Time to revisit compliance strategies as global enforcement escalates
April 14, 2014
Consider yourselves forewarned. In her speech to the Global Anti-Corruption Conference in June 2013, U.S. Acting Assistant Attorney General Mythili Raman made a point of saying that the government’s “recent enforcement actions… highlight another important shift in the anti-corruption realm—
» the development of stronger anti-bribery enforcement programs in foreign countries,
» the continuing and encouraging rise in cross-border cooperation, and
» the increasing efforts of our foreign law enforcement partners to hold individual perpetrators accountable.”
Given these thoughts about worldwide compliance enforcement, it’s a good time for companies to revisit their risk assessment practices and models, especially as they relate to anti-bribery and corruption matters.
New business deals as well as planned expansions or contractions come with inherent risks. A comprehensive risk assessment plan will not only help you mitigate anticipated operational, commercial and reputational concerns, but also aid in uncovering and responding to unforeseen issues.
Standard components of an effective compliance framework include due diligence on prospective vendors and suppliers, joint venture partners and agents; internal investigations and compliance reviews; communication of anti-corruption policies to all relevant parties; ongoing monitoring, testing and auditing; documentation and reporting; and employee and third party training. An important benefit of these exercises is that they can constitute an affirmative audit trail that a company has in place compliance policies and programs—and has executed them—in the event of a regulatory inquiry or litigation.
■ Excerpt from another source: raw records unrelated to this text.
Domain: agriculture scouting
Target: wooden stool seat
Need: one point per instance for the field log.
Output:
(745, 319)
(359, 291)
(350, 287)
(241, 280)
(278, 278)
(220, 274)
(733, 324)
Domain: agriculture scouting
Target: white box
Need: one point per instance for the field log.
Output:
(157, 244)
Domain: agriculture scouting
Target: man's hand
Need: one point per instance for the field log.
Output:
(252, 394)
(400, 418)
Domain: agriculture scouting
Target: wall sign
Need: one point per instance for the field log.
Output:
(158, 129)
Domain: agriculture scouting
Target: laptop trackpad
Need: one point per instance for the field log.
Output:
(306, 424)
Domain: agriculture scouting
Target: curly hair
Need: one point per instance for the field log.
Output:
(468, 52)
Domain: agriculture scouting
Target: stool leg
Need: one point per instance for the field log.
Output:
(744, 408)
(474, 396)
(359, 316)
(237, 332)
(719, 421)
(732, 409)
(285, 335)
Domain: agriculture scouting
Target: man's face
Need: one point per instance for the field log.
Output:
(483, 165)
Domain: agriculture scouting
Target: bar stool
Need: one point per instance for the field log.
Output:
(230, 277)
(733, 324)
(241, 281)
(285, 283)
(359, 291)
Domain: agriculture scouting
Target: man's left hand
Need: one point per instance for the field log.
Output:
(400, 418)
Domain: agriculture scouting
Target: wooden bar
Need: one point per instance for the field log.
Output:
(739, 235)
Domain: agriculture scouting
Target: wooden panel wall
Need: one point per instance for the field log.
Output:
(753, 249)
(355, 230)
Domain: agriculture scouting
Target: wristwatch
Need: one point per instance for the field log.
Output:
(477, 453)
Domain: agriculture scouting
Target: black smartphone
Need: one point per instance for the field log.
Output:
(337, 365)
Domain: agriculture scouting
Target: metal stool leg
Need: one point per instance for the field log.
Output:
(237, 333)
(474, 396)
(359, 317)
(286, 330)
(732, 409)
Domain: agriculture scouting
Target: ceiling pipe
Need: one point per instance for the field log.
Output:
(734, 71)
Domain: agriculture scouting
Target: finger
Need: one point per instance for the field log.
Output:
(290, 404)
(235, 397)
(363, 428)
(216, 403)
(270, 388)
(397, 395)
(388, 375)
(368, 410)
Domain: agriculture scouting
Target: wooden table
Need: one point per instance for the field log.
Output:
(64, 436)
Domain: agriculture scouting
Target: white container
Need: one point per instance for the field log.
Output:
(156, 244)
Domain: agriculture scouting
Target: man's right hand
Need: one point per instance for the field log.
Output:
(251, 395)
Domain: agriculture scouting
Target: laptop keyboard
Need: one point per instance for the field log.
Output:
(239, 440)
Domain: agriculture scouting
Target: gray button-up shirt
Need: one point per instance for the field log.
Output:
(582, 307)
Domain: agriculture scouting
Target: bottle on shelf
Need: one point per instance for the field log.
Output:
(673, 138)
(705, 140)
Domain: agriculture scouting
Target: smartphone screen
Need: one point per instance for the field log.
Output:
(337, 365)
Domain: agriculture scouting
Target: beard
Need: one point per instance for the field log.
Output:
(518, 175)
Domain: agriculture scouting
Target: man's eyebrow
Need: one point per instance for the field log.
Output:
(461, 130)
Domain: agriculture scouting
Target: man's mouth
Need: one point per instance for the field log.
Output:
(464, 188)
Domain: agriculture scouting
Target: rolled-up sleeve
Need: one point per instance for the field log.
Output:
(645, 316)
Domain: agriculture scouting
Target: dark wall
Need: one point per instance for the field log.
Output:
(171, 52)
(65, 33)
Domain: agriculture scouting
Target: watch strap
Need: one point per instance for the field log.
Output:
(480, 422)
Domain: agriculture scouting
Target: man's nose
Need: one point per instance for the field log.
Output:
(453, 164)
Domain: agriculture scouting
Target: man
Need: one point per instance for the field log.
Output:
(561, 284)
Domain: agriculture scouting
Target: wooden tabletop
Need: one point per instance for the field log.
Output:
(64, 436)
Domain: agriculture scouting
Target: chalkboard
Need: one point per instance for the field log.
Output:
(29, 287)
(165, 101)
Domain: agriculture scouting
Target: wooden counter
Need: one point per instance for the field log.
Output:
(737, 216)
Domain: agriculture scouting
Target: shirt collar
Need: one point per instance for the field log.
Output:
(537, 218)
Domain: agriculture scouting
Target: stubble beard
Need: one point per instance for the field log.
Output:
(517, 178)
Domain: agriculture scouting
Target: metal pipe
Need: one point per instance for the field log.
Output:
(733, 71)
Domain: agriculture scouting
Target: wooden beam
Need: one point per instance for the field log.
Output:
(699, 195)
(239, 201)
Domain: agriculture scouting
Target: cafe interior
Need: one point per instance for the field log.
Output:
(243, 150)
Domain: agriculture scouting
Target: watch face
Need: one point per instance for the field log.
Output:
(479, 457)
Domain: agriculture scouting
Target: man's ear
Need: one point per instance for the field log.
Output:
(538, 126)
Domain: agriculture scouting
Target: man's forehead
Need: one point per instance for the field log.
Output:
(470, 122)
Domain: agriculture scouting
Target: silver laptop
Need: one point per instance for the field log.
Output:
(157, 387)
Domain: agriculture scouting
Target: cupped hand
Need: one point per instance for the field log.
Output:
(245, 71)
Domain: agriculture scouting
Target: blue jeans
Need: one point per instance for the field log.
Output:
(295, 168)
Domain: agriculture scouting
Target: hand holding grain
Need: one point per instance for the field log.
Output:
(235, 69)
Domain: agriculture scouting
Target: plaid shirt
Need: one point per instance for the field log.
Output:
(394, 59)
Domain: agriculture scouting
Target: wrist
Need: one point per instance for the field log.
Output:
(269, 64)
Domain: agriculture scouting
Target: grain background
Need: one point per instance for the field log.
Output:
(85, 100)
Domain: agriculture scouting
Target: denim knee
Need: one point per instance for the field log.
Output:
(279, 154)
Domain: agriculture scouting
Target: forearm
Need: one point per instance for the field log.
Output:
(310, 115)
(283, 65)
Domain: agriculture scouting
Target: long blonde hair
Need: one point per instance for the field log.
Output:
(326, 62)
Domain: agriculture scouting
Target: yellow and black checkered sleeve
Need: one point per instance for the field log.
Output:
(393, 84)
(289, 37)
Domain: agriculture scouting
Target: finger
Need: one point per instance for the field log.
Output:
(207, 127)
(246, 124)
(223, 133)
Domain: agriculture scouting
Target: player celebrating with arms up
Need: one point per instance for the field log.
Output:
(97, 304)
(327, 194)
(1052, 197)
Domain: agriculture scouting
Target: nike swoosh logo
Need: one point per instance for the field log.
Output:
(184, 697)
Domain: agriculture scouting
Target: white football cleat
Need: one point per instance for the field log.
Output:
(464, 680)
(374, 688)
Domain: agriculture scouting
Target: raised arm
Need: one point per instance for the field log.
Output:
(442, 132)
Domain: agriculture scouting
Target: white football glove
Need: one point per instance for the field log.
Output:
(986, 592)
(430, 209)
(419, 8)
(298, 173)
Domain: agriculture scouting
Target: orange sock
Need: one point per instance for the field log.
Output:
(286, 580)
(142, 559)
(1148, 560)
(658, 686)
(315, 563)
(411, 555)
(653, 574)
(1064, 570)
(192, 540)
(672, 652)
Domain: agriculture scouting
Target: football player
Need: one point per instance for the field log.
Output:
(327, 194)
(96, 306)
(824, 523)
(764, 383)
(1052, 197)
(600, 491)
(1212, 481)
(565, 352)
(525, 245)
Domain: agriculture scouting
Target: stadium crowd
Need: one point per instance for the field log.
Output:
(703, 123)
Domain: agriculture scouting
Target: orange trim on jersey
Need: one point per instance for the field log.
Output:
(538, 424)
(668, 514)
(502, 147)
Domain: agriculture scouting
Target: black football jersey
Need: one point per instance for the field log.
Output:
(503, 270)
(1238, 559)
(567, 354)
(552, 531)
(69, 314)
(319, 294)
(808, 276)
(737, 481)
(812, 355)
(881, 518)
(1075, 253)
Ideally, a company’s risk assessment strategy will guide it in matching the level of due diligence it takes with the severity of the risk it wants to mitigate. Nowhere is this a greater challenge than with examining third party relationships—and nowhere is there greater compliance risk. Whenever there has been an enforcement action in the past few years, it has almost always come back to a third party.
In the face of what can be an overwhelming challenge, companies have responded to vetting third party relationships with myriad solutions. For example, some companies are now requiring that every third party have an internal sponsor, who must complete a business case and get corporate approval before creating such a relationship.
Others take a one-size-fits-all approach that applies the same vetting parameters to every third party. This leads to several pitfalls: if the inquiry is limited to the lowest levels of fact-finding, significant risks might never be detected. Even more daunting and very costly—and in many cases unnecessary—across-the-board higher levels of reviews can produce thousands of individual reports which then begs the question: Who is going to read them?
Finally, organizations can also encounter numerous obstacles in their efforts to roll out a global compliance program. Differing decision-makers, business operations, workflows, time zones, languages and cultural perspectives can all pose time-consuming and expensive challenges to manage third party risk and an effective compliance program.
A far more efficient—and productive—approach can be to segment third party relationships by categorizing them according to established best practices to determine appropriate levels of risk, and then design and implement the necessary due diligence. However, as in most endeavors, the devil is in the details. The following proposed best practices offer a place to start:
- Get buy-in from the board and executive leadership. Effective programs need appropriate financial support. Look to recent enforcement actions to determine prosecutorial focus and communicate those facts to the board within the context of an organization’s operations. When leaders understand and acknowledge the risks at stake, they are more apt to provide the necessary resources.
- Establish a methodology to effectively segment third parties. Segmentation factors important for companies to consider include, but are not limited to: country of origin, country of payment, length of relationship, nature of the relationship, criticality of the relationship, time in business, annual revenue, industry/market, level of oversight and foreign government interaction. Based on the results of this risk assessment and segmentation of third party relationships, companies can then devote appropriate levels of due diligence in line with the severity of potential risk.
- Employ technological tools to aid in high-volume situations. With most organizations running extremely lean around the world, there are rarely enough resources available to manage the vetting of hundreds—or more likely, thousands—of associated third parties. Customized data management platforms offer an efficient and cost-effective way for companies to track, manage, report and store the individual evaluations of third party relationships via code of conduct notification to third parties, questionnaires, risk scoring and ordering, and conducting of due diligence.
Third party relationships have proved to be the Achilles’ heel for many a compliance program. With regulatory attention escalating worldwide, how confident are companies that third parties aren’t exposing them to significant risk? Analyzing and segmenting third parties into risk categories is an approach that can ultimately help companies avoid fines or other legal sanctions while at the same time strengthening business continuity, brand integrity and the bottom line.
By Michael Varnum, a former managing director at Kroll.